Lend out or borrow items like ladders, lawnmowers, or even cars, amongst friends instead of buying them new. Think of starting a monthly maintenance day in your community to keep each others’ homes and gardens in shape.

Diana McGrath left this comment on our Facebook page: “A good friend and I have a weekly Help-each-other Day. Sometimes we get a lot of work done, and sometimes we just have coffee!”

What are some of your thoughts and ideas?

A sermon to take note of:

Greg Boyd of Woodland Hills Church (a church that identifies best with the Anabaptist movement) in St. Paul, Minnesota, US often talks about materialism in his sermons. We’d like to point you to one entitled Exorcism, which is available for free download:

One of the main spiritual strongholds that we deal with is “mine-ing” stuff. We want to acquire stuff, label it as ours and create divisions in our souls that separate us from God. God wants us to heal these divisions by renouncing the false god, Mammon.
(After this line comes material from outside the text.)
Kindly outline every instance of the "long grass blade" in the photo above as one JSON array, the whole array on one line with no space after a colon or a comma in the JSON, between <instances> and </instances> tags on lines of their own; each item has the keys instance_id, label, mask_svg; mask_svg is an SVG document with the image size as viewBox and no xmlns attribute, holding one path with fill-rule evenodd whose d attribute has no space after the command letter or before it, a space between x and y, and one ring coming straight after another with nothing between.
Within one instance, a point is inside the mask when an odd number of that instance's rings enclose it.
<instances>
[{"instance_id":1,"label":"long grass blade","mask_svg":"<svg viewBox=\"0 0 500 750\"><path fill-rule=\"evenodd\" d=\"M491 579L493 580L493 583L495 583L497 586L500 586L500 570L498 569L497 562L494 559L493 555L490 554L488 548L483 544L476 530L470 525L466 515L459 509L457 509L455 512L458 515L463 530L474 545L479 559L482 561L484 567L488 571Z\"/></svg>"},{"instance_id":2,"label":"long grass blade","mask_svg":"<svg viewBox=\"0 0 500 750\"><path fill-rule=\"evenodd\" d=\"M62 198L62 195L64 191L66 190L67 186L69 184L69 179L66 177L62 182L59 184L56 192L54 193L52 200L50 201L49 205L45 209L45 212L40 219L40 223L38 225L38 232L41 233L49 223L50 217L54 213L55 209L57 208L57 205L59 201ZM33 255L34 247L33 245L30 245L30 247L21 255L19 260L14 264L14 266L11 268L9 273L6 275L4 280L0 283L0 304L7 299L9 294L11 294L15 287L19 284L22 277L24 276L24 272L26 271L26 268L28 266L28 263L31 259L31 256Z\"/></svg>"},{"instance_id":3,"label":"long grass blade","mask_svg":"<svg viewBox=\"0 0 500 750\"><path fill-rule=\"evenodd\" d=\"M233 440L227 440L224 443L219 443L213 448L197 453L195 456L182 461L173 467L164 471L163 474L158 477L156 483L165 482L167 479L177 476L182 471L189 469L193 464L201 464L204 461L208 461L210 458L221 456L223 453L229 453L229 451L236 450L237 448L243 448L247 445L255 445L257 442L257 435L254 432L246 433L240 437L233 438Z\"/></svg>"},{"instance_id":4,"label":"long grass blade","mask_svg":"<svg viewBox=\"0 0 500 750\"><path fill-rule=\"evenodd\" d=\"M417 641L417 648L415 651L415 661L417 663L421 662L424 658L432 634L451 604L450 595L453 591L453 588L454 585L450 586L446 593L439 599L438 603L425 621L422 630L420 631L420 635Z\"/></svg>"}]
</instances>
The church also did a series called Kingdom Economics and recorded this panel discussion:

During the series, many people have sent in questions about their personal finances. Today we heard from a panel of people from Woodland Hills who responded to those questions with Kingdom of God principles.

Question #3
I’m in a small group that’s been together for a while, and we want to take additional steps to live our lives in a more connected way. Can you offer us some ideas?

Response #3
Some small groups pool their resources and even help each other get out of debt! In Acts 2 we see that the early Christian communities shared all things in common. There’s no reason we cannot move in that direction today too. We can share things like money, housing, snow-blowers, lawnmowers, vehicles, and so forth. These things strengthen our communities as well as reduce the amount of “stuff” we all have to take care of.